Les corps conducteurs
Pour la collection « Les Sentiers de la création » (Éditions Skira), Claude Simon composa, en 1970, Orion aveugle, qu'il reprit et développa ensuite dans Les Corps conducteurs. Un fragment de ce roman, « Propriété des rectangles », différent du texte définitif, parut dans le numéro 44 de Tel Quel en 1971.

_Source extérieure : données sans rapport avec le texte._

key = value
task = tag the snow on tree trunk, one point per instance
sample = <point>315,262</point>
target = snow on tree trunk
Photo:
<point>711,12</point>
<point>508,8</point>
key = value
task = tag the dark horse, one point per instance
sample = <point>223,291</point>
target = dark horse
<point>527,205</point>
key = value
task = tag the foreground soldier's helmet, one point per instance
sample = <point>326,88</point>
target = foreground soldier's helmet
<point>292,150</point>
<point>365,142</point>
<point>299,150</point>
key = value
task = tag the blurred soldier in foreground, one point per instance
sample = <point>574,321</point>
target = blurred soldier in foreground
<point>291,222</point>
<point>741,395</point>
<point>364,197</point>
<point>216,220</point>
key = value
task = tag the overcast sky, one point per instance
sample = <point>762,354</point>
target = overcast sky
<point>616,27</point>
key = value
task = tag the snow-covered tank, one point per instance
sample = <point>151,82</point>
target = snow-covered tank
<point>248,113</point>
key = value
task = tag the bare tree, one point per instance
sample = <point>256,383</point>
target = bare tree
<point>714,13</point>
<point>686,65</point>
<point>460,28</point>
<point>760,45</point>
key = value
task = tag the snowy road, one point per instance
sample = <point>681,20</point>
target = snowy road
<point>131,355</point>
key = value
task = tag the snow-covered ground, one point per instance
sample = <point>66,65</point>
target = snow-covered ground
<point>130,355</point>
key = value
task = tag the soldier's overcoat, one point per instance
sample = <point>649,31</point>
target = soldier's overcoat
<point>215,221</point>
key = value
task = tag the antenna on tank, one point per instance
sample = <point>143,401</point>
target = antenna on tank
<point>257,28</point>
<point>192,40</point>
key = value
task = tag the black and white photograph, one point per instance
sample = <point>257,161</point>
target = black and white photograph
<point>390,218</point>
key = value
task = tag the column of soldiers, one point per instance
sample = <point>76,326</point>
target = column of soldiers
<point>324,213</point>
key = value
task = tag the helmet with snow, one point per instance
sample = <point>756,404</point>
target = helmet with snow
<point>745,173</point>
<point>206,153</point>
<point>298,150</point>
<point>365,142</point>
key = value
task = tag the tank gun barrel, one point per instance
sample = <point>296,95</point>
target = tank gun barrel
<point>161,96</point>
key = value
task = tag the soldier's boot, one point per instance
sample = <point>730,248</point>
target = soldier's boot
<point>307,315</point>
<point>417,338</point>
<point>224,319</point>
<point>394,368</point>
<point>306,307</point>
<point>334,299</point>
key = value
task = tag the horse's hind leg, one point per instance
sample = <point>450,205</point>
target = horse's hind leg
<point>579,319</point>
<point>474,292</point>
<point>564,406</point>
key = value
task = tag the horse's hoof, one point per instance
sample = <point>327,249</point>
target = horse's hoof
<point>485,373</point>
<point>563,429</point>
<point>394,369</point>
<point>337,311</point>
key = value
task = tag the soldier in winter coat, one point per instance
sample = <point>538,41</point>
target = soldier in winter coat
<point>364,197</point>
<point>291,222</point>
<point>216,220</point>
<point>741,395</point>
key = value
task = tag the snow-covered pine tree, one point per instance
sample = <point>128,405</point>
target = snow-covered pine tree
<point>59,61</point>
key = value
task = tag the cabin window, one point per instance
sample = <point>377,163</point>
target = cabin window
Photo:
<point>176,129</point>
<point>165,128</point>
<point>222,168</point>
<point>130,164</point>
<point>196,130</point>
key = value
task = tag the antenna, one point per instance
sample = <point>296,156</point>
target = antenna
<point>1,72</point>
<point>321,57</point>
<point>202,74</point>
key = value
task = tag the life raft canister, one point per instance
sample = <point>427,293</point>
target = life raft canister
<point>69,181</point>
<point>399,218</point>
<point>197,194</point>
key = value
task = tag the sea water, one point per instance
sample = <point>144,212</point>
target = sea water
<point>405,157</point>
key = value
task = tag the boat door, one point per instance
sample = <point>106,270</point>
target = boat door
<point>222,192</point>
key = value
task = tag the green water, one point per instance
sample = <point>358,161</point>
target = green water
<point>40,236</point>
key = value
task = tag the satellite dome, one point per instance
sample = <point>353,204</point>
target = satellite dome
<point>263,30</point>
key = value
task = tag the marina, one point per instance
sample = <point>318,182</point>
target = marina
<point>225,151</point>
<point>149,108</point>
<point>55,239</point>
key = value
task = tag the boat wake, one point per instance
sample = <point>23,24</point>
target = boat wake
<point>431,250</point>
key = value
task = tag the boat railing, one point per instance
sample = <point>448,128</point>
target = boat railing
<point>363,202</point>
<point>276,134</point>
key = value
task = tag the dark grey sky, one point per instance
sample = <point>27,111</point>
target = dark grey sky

« Dans l'enfer bruyant, minéral et brouillardeux d’une cité américaine, un homme malade remonte une avenue. Sa progression pénible lui impose maints arrêts, pendant lesquels son regard se pose sur le monde environnant (vitrines, bouche d’incendie, téléphone public, affiches...). Un homme malade se rend chez un médecin ; après une longue attente angoissée, il entre dans le cabinet où le praticien l’ausculte et lui découvre une douleur aiguë à l’abdomen. Le regard du patient se pose sur le monde environnant (mobilier, photographie). Le contexte favorise des descriptions anatomiques et physiologiques, comme dans une scène où un couple d’amants s’aime, la nuit, répétant les gestes et les pauses lisibles dans la constellation d’Orion. Un voyageur, de l’avion qui le mène en Amérique centrale, regarde l’espace environnant. Est-ce le même homme qui, malade, assiste à un congrès d’écrivains, que l’on retrouve à une table ronde, et qui observe, dans des journaux, les annonces de programmes de cinéma ? Des guérilleros, jaillis de ces photographies, marchent péniblement dans la forêt tropicale et répètent l’aventure tragique des conquistadores sortis d’un timbre-poste. Un homme visite un musée, voit le Chahut de Seurat et le Paysage avec Orion de Nicolas Poussin, Le géant aveugle, d’une marche pénible, s’avance vers le soleil levant. Un à un, les conquistadores et les guérilleros meurent, les orateurs s’endorment ; les amants se séparent ; Orion n’atteint pas la lumière du soleil levant ; l’homme malade rejoint sa chambre d’hôtel et s’effondre, inanimé.